Perhaps she heard the engine of a car "backfire" and, given her anti-White
sentiments and hallucinations, thought "rednecks" were shooting at her? If a
Black coed were "shot at" during her first week at UW-Oshkosh, her ordeal would
have been on the front page of the New
York Times and featured on NPR.
But it's far more likely that she's lying in order to demonize Whites and
Oshkosh and to advance the myth of "systemic racism" and Black victimization,
the paranoid illusion of an America in which Blacks are in constant danger of
being assaulted and murdered by Whites. In reality, of course, exactly the
opposite is true for tens of millions of Whites and has been so for the last 50
years.
More typical is this lament by NicePolishBoy: "There is little diversity. Racism
is quite common but on a subtle level."
Ironically, a population whose "lack of diversity" so vexes and saddens
NicePolishBoy and many others now includes every race and sub-race on earth with
the possible exception of Aborigines and New Guineans. And dozens of non-White
ethnicities.
In my travels around town, I see many Blacks, mulattos, mestizos, Amerindians,
Latinos, Native Americans, and sundry Asians. The Asians include not only people
who were once called "Orientals" — Japanese, Chinese, Koreans, Filipinos,
Laotians, Vietnamese, Cambodians, Hmong, etc. — but also those of Indian and
Middle Eastern descent.
Here's an example of how my life in Oshkosh has been enriched by diversity: For
two or three months in 2009, a family of Muslim Arabs or Persians(?), lived in
the first floor apartment directly beneath me. I could often hear them praying
or chanting or whatever during the night and playing music in a strange foreign
language. The husband was always slamming the door and going outside to smoke or
getting into his car and driving away and then soon coming back.

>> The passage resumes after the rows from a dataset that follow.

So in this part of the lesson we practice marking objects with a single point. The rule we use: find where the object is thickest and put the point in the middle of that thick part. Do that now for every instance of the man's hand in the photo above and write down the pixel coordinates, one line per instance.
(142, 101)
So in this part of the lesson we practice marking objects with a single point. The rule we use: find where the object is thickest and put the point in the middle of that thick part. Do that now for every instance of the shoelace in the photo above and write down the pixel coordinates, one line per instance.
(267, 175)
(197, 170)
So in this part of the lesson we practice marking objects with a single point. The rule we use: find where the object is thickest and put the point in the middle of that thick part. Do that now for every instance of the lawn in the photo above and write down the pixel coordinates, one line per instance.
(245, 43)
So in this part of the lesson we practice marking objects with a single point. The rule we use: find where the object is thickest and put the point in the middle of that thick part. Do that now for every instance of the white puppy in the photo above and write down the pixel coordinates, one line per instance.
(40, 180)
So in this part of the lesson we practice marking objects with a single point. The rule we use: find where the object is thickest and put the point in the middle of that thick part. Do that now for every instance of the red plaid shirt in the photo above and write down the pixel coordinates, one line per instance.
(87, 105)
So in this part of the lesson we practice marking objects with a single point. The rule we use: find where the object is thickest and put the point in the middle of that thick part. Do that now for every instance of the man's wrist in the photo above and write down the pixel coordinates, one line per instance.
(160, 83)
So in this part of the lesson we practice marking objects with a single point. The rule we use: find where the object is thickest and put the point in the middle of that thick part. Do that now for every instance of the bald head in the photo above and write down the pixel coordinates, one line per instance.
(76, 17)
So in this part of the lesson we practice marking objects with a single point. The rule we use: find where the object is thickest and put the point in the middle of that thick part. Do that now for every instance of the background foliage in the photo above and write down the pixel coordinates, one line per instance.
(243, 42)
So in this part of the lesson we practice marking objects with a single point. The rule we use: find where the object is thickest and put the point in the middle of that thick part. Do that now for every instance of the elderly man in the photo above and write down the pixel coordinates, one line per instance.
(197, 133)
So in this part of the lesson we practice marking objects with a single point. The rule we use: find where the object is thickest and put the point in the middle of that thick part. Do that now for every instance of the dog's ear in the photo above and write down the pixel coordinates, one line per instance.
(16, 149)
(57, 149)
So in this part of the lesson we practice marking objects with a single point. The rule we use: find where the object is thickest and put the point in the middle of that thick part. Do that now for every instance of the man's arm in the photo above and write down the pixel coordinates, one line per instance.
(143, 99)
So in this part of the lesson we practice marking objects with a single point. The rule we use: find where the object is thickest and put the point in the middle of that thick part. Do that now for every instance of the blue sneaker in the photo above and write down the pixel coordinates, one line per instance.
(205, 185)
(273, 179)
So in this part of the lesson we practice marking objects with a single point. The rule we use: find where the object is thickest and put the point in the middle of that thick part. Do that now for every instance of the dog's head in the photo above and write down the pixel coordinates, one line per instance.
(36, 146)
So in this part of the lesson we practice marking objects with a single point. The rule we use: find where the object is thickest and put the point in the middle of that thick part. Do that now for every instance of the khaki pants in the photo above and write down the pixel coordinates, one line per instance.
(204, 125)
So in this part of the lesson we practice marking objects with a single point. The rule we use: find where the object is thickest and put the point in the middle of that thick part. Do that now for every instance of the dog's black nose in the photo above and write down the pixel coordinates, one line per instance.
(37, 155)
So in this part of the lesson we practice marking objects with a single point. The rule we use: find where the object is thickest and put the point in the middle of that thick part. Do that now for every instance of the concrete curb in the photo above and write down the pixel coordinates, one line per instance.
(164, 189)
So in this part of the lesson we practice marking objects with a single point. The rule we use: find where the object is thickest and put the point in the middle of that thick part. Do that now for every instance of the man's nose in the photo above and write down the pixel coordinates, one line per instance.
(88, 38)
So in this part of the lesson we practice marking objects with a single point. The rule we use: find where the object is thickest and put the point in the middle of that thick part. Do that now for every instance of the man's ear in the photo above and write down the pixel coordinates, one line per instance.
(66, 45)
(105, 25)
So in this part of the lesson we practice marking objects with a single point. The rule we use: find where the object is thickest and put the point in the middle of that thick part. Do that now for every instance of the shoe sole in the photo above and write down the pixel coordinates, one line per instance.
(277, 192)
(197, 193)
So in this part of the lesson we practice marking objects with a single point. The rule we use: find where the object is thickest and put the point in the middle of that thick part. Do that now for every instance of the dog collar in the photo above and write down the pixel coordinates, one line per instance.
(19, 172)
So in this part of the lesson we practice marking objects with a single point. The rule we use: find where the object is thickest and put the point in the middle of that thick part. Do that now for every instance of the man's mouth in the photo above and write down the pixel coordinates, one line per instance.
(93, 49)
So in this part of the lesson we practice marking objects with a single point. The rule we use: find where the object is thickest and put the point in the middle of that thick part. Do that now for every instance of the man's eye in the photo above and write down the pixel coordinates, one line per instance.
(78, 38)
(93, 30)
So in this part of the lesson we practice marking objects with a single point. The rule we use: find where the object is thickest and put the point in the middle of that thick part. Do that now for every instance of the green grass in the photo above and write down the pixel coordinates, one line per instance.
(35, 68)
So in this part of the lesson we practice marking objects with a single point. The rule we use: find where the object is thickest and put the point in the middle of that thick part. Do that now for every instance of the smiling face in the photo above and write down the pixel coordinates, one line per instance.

I never saw the
wife, and only once did I see the children. Then, suddenly, they were gone. I
didn't even see and/or hear them leave. I was so happy I felt like kneeling and
bowing to Mecca.
According to the 2000 census, there are nearly as many Latinos as Blacks in
Oshkosh. And there are more "Asians" than Blacks. Most of these are Hmong.
Almost every day, I see dozens of Blacks but far fewer Latinos and Hmong. And
almost every day I see Blacks I haven't seen before.